Other dispensationalists have introduced a formulation of the kingdom of God consisting of four aspects. Ryrie uses the terms universal kingdom, Davidic/Messianic Kingdom, mystery form of the kingdom, and spiritual kingdom. The major difference between the two-aspect and four-aspect formulation of the kingdom lies in the present nature of the kingdom of God. According to Alva McClain, the church is related to the kingdom of God only in that it falls under God’s universal dominion. There is no relation between the church and the mediatorial kingdom. McClain states that the mediatorial kingdom is “something altogether different from that general rule of God over all the nations which is exercised providentially without interruption” (The Greatness of the Kingdom, 292). There can be no relationship between the church and the mediatorial kingdom because the mediatorial kingdom is a Jewish institution that began with Abraham. Jesus Christ, the rightful Davidic heir, offered to mediate this kingdom but was rejected by the nation of Israel. Since Christ, the rightful heir, is not presently on earth, there is no mediatorial kingdom present on earth during this dispensation. The church therefore belongs to a period of time that McClain calls the “interregnum.” This is commonly called the postponement theory of the kingdom of God.
The four-aspect formulation of the kingdom was proposed by those dispensationalist theologians that desire to make some kind of connection between the church and an earthly manifestation of the kingdom of God. Dispensationalists such as Ryrie affirm that the church is not equal to the Davidic or messianic kingdom promised in the Old Testament. However, Ryrie attempts to establish a connection between the church and the kingdom of God beyond McClain’s idea of the universal kingdom to which all entities belong. Ryrie uses the term spiritual kingdom to refer to that aspect of God’s rule that is evident in the lives of believers. The term mystery form of the kingdom refers to the broader idea of “Christendom.” This covers any earthly manifestations of God’s rule between the first and second advents of Christ. This time frame was not prophesied by the prophets in the Old Testament, but rather it is a mysterious phase of the kingdom that Christ revealed to his disciples through various parables in Matthew 13.

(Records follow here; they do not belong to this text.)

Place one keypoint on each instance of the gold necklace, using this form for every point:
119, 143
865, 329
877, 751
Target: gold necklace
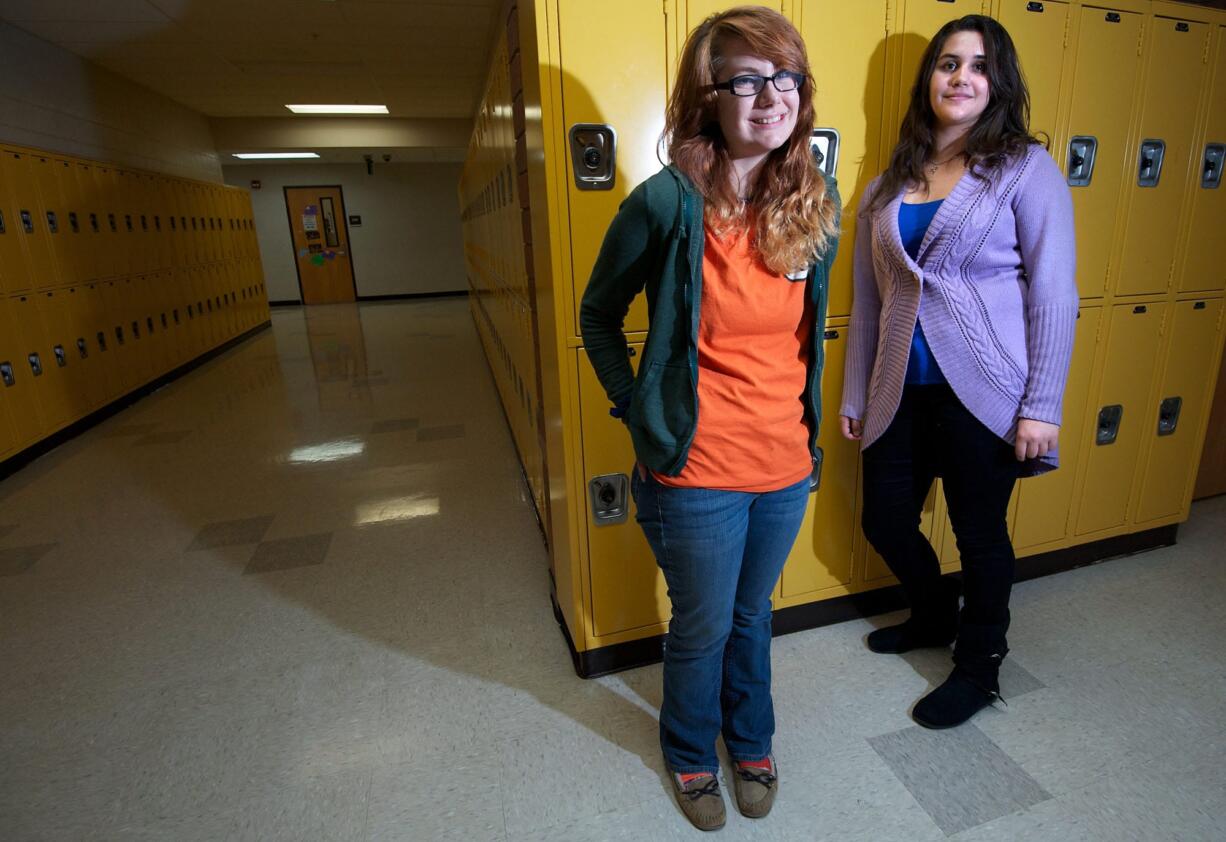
932, 168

J. Dwight Pentecost opened the door to a closer relationship between the church and the kingdom of God. Pentecost holds to four aspects of the kingdom of God, but his designations are much different. He uses the terms the eternal kingdom, the past theocratic kingdoms, the present theocratic kingdom, and the future theocratic kingdom. Pentecost’s concept of the present theocratic kingdom is not much different from the mystery form of the kingdom held by Ryrie and Walvoord, but his terminology blurs the sharp distinctions that other dispensationalists have commonly held. The terminology seems to suggest one earthly kingdom manifested in three different phases. Pentecost, however, still maintains that the church is different from the messianic kingdom promised in the Old Testament.
Several articles could be written on the different views of the Kingdom of God within dispensationalism. I have tried to map out the major views and in so doing went just a bit over 3,000 words. Thank you for your patience as I needed a few extra words to maintain some degree of accuracy.